Securities body ramps up risk surveillance

Securities watchdog, the International Organization of Securities Commissions (IOSCO), has revamped its structure to better identify market risks and develop regulatory standards for capital markets.

IOSCO has approved a new structure and funding so it can continue to “provide the lead in the development of regulatory standards for capital markets”, said Jane Diplock, chair of IOSCO’s executive committee.

The funding changes were to ensure that IOSCO had the resources to identify emerging securities markets risks and could respond to requests for targeted work by the G20 and the Financial Stability Board.
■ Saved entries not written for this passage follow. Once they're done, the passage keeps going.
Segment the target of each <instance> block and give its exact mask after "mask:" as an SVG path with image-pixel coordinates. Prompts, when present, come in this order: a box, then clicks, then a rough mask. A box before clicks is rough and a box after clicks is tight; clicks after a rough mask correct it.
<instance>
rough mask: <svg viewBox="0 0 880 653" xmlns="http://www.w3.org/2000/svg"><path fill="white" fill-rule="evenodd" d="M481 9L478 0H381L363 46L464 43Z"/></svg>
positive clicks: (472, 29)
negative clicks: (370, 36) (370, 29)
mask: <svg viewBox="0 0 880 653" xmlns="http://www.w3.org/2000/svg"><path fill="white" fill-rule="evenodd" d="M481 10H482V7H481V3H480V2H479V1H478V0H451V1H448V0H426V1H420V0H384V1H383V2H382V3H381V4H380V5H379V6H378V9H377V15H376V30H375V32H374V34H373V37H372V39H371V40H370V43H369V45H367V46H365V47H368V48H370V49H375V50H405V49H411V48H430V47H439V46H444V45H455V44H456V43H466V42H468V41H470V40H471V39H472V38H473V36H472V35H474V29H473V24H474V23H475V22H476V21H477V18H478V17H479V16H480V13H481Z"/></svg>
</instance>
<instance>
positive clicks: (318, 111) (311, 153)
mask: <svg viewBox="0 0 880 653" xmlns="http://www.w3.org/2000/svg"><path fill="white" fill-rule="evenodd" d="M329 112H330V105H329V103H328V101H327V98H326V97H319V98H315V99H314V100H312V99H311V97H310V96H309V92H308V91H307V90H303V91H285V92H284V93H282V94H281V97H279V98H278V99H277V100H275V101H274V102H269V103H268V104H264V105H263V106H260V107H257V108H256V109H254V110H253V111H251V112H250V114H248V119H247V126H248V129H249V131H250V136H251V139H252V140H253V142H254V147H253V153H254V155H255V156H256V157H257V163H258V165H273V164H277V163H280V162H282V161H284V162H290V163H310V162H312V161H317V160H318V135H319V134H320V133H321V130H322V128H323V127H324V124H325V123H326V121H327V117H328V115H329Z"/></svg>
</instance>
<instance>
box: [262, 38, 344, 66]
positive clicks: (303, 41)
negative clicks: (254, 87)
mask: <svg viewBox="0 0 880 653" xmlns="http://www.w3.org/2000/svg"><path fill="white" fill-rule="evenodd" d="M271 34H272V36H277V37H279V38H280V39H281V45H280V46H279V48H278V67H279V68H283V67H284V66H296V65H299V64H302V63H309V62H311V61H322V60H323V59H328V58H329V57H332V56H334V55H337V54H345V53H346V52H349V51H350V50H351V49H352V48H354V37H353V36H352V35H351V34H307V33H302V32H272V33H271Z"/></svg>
After last week’s IOSCO conference in Cape Town, Diplock said that securities markets did not “as many market participants once fondly believed” regulate themselves. “Regulation must play its part – regulation that aims at sustaining the financial system and preventing individuals and businesses from exploiting and weakening it, even bringing it to its knees.”

She said IOSCO was now recognised as the standard setter for securities markets regulation by the G20 and international financial institutions.

The decision to re-structure and re-fund ensured that IOSCO could meet those challenges.

Diplock said that the power of IOSCO’s Objectives and Principles for Securities Regulation were in the fact that they were internationally agreed and nationally applicable. “Unlike some other global multilateral efforts which have stalled,” she said, “IOSCO has made significant progress in global standard-setting.

“This is why the G20 has mandated full implementation of the IOSCO Principles in every G20 country and encouraged their use in all others.”

Diplock pointed to what she called IOSCO’s other success story: the development and implementation of a global protocol, the IOSCO MoU, for the exchange of information needed to police and sanction market misconduct.

Of the 122 member regulators, 80 now fully meet the MoU’s requirements and were “engaged in combating fraudulent market activity and its consequences for investors”, Diplock said.

Diplock, who is chair of the soon-to-be-disbanded New Zealand Securities Commission, will stand down this week after 10 years at the NZSC. The irony is that, during this position, she was nicknamed Plane Jane due to the amount of time she spent overseas as the executive chairman of IOSCO.

The New Zealand Shareholders’ Association said the country’s securities commission had failed.The association’s chairman, John Hawkins, described the regulator as a “late-arriving ambulance at the bottom of the cliff”.

Hawkins doubted that Diplock achieved the two main tasks of setting “boundaries of acceptable behaviour in the market” and enforcing the rules.